Getting a collection of ministers, MPs, peers of the realm and other movers and shakers together in a room for some good old-fashioned lobbying isn't easy. Everybody wants to bend their ears on every conceivable subject, from the lack of local swimming pools to restrictions on the sale of exotic pets.

With this in mind, The Manufacturing Technologies Association (MTA) and its friends at the Engineering and Machinery Alliance are to be congratulated for persuading a good number of the above to attend a reception at the House of Lords last week.

The evening allowed members of the organisations to remind their constituency MPs and others of the importance of engineering and manufacturing to their local economies and, indeed, the national economy as a whole.

It was a job well done, but everyone is aware that raising the profile of engineering, technology and manufacturing is a marathon rather than a sprint.

For example, many of the MPs who attended the event are likely to be the very ones who need least convincing of their importance.

The fact that they bothered to turn up at all indicates they understand that safeguarding a technology-based economy is a prize worth fighting for.

This does not in any way negate the value of the exercise, but one wonders how to reach the members who did not attend.

Then, of course, there are the people with the real power to make things happen, namely ministers and secretaries of state.

Margaret Hodge, the industry minister, attended the reception. Her speech was a list of Labour achievements — as she would have it — in the manufacturing technology sector and some soothing words for the assembled guests.

One of our better political journalists always maintains that you can judge the innocuousness of a politician's speech by imagining the outrage that would be caused if they said the exact reverse. The more outcry provoked by the mirror image, the more innocuous the real thing. It's an interesting exercise.

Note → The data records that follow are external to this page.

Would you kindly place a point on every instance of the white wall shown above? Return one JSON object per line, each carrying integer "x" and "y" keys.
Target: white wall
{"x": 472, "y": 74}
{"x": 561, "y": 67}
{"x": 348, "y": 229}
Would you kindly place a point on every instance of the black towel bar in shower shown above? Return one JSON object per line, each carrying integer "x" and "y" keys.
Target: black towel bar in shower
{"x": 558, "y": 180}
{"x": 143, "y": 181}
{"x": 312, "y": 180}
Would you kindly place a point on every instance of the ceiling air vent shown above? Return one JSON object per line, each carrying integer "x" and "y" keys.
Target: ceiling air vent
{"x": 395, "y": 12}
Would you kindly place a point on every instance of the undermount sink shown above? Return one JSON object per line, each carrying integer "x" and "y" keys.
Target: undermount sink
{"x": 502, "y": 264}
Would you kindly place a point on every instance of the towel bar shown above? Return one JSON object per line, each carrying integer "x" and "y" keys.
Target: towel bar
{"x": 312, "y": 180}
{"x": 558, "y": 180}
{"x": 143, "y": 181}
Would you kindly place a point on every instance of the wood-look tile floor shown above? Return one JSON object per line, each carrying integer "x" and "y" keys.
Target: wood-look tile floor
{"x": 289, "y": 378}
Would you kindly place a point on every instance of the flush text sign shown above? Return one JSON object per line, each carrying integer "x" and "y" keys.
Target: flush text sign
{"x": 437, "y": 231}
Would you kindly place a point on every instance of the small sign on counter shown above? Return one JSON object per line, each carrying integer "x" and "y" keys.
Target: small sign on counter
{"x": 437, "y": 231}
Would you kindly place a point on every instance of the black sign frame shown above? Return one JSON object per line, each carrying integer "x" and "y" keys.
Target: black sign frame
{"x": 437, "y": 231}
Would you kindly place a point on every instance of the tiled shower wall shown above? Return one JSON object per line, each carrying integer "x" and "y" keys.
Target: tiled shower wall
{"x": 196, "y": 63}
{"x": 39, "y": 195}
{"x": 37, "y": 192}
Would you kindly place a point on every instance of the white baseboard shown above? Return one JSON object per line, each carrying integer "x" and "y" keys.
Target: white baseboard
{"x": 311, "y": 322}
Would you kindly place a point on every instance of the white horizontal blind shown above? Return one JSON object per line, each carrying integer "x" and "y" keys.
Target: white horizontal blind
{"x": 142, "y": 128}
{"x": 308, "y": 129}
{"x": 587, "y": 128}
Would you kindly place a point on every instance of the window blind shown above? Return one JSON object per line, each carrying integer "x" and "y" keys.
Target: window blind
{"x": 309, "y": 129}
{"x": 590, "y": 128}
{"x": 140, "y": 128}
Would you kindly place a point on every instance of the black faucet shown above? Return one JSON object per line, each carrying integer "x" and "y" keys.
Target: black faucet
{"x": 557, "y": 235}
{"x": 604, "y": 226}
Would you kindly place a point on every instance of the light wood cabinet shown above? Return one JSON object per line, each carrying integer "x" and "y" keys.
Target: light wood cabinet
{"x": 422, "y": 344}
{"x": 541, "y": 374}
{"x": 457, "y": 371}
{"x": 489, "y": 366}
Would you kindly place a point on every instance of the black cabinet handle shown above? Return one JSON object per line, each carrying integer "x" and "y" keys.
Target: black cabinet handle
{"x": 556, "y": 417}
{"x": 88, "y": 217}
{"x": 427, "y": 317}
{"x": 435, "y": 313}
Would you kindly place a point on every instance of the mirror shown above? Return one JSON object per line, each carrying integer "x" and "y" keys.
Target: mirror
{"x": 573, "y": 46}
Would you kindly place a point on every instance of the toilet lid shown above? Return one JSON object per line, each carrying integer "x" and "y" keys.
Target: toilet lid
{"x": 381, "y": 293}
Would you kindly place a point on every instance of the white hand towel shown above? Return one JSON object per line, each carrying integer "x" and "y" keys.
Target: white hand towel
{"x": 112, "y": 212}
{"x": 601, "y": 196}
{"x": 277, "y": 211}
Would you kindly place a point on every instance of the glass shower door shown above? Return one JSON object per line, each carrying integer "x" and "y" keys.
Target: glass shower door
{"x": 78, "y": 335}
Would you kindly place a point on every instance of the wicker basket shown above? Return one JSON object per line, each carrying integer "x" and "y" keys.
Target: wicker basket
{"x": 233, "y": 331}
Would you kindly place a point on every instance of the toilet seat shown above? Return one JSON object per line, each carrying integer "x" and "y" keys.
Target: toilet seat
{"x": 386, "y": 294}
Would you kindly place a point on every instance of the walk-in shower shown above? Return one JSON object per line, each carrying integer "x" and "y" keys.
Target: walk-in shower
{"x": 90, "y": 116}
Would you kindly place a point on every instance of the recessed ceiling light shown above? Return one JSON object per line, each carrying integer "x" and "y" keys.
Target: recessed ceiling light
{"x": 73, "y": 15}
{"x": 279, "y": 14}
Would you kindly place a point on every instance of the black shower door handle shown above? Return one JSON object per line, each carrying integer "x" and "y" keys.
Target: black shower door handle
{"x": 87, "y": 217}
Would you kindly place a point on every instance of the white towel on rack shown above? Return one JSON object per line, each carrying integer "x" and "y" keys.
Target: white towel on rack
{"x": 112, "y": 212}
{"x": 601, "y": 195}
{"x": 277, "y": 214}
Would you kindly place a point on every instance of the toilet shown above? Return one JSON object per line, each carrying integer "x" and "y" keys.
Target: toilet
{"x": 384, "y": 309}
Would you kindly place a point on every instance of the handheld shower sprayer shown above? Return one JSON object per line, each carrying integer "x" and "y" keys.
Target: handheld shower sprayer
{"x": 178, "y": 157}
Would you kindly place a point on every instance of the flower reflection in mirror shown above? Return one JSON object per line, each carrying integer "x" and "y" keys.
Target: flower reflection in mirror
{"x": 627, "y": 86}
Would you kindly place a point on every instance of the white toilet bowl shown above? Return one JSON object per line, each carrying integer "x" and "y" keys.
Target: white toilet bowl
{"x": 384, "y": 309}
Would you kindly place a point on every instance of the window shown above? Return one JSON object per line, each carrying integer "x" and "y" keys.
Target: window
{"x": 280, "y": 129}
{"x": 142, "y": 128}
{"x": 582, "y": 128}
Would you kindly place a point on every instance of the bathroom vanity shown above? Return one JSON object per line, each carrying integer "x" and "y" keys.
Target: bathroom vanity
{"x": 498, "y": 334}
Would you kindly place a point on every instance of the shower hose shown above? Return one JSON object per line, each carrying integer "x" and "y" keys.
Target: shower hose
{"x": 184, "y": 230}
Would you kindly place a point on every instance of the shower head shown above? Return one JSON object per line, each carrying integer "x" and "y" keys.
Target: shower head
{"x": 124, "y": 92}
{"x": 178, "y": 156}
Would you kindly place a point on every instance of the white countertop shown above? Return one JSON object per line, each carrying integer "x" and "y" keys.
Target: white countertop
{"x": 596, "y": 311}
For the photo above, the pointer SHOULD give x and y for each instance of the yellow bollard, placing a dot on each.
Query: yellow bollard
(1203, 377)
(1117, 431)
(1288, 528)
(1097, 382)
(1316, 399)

For example, 'we are committed to manufacturing's role' becomes 'we don't really care if the Chinese take every last order on your books.' And 'you are a major provider of valuable, highly-skilled jobs' turns into 'there's plenty of work at Burger King whatever happens to you lot'.

In other words, the things a politician has to say on subjects such as this are not necessarily untrue or insincere but they can hardly say anything else.

Here is how we will all know when the battle to raise the profile of engineering and technology has been won.

It will be won the day that prospects, ambitions and achievements of our engineers and scientists are picked over with the same relish as City bankers, high street retailers and, may God help us, estate agents.